昔話。継子が継母にいじめられることを主題にした一群の昔話。抽象化した類型的な人生を語るための特定の人間関係の枠として、継母と継子はしばしば昔話に登場する。「花咲爺(はなさかじじい)」のような「隣の爺話」が一般的な善人と悪人を描き、「兄弟話」が対等な近親者の協力と競争を語っているのに対して、「継子話」は、親密な情愛でつながっているはずの親と子が、利害が相反する義理の関係であるために、一転して激しい憎悪の感情で支配されるようになるという、人間関係の精神的親疎の両極を一点に絞って表現しているところに特色がある。「継子話」は継母のいじめの方法により2大別できる。一つは、不可能な課題を与えて継子を苦しめる話である。第二は、継子を殺害するか追い出すかする話である。いずれも継子の苦難は、継子を守護する生母の霊や神仏の霊力によって救われる。
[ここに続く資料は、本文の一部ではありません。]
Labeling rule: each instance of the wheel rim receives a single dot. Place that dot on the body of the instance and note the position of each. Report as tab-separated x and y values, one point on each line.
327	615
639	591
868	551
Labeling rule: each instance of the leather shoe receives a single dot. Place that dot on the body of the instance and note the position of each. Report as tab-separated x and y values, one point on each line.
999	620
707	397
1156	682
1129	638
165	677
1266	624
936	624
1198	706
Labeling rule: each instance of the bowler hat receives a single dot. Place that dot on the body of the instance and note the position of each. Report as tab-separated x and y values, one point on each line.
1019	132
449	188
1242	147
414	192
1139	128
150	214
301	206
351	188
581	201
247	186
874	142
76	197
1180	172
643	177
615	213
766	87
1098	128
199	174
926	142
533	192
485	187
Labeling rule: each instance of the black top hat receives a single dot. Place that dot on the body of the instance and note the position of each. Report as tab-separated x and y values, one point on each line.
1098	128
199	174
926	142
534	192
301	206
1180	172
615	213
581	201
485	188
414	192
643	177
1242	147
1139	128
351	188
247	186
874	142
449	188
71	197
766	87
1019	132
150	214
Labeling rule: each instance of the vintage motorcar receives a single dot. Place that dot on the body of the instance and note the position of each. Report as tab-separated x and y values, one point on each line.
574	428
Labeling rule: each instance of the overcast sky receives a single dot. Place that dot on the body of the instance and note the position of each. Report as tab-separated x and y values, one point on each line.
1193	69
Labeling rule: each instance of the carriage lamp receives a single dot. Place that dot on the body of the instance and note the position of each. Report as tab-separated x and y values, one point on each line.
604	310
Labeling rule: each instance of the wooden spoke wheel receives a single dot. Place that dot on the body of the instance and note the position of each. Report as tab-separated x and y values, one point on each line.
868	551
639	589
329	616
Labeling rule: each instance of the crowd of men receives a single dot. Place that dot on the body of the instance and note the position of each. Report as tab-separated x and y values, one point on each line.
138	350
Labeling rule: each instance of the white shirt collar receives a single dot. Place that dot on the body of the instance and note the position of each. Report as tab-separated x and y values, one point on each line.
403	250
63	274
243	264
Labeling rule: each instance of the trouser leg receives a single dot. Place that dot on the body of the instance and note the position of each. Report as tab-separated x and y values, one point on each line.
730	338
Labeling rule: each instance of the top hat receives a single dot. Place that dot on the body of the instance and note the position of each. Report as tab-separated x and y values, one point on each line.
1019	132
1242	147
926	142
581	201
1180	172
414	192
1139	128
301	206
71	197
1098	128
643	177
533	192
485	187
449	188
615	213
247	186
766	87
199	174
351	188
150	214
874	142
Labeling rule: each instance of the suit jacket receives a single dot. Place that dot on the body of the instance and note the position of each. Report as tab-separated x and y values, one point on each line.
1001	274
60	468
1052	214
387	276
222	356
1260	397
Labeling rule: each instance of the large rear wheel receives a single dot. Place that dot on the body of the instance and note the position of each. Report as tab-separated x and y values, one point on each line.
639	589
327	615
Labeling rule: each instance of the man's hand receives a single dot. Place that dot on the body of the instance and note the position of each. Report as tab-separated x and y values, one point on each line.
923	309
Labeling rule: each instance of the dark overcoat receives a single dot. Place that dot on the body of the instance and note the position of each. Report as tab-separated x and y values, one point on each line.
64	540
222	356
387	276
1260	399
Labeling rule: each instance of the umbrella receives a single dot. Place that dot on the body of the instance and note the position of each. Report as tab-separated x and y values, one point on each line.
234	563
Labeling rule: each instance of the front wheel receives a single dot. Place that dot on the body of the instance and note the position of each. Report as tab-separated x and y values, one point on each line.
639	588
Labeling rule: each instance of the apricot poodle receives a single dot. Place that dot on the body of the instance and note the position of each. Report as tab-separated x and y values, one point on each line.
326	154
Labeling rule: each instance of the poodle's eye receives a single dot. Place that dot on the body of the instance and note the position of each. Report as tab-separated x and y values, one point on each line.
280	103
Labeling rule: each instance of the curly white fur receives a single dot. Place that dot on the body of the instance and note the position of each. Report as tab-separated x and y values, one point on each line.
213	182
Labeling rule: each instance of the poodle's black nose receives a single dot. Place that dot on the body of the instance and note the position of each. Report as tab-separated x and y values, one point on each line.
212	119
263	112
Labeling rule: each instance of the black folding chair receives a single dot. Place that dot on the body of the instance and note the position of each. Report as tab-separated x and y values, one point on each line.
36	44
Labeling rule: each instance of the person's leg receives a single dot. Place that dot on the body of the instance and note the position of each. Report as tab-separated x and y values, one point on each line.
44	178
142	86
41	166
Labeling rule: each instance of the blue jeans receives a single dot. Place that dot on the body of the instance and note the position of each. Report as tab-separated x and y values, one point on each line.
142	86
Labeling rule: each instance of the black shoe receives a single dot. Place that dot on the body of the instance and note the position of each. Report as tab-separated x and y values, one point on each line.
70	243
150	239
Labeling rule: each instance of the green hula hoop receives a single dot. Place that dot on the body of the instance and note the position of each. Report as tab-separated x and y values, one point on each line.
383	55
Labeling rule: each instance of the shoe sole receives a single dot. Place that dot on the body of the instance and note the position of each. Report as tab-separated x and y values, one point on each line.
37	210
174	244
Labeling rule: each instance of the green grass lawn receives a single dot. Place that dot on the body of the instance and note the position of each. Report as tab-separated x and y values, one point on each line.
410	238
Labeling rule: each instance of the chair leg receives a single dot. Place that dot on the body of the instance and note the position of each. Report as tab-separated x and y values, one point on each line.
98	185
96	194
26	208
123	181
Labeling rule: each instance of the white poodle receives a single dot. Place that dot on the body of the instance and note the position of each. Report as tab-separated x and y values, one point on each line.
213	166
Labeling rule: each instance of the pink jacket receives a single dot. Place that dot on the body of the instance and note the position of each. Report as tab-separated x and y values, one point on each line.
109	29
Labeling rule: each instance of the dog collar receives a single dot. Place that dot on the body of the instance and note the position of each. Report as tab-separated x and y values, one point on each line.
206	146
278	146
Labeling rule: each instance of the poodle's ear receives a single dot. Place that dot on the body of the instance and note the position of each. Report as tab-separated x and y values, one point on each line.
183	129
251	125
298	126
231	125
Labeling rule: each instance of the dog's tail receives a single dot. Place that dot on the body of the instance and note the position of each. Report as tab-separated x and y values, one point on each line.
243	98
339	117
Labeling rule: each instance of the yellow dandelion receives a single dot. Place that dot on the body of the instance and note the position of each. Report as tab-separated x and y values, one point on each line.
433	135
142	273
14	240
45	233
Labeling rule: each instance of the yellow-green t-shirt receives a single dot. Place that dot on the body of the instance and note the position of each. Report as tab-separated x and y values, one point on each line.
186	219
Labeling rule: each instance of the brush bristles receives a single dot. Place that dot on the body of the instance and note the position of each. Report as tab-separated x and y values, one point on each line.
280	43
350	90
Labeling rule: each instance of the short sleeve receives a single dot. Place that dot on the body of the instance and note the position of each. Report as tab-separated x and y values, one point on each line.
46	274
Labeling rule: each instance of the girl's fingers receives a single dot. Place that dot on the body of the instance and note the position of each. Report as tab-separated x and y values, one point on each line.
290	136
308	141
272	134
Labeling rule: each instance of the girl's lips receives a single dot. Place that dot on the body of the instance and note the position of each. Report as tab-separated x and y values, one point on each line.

また継母の実子は、基本的には継母と同じ立場で、継子との競争相手に仕立てられているが、そうした立場を超えて、実子が継子の協力者になっている話もある。一夫多妻制の社会を背景にした話では、一夫一妻制の先妻・後妻のかわりに、2人の妻として語られている。また子供については、継母の実子が連れ子、あるいは継子が父親の連れ子として描かれていることもあるが、本質的には意味は変わらないようである。「継子話」の歴史は古い。中国では古代の君主として著名な舜(しゅん)の生い立ちの史伝が「継子話」になっている。司馬遷(しばせん)の『史記』(前1世紀)に詳しい。舜は継母に虐待され、堯(ぎょう)王の2人の娘と結婚したあと、継母の実子の象(ぞう)の策略で殺されそうになる。倉の修理を言いつけられて倉に上ったところを下から火をつけられたり、井戸さらいをしろといわれて井戸に入ると生き埋めにされたりするが、妻の助言でことなきを得る。原拠という『書経』の本文は伝わらないが、すでに『孟子(もうし)』(前4世紀)にみえる。舜自体、伝説的な存在で、この史伝はきわめて古い物語に由来するらしい。舜の物語を「継子話」としてまとめた俗講文学に、敦煌(とんこう)文書の『舜子至孝変文』(950)などがある。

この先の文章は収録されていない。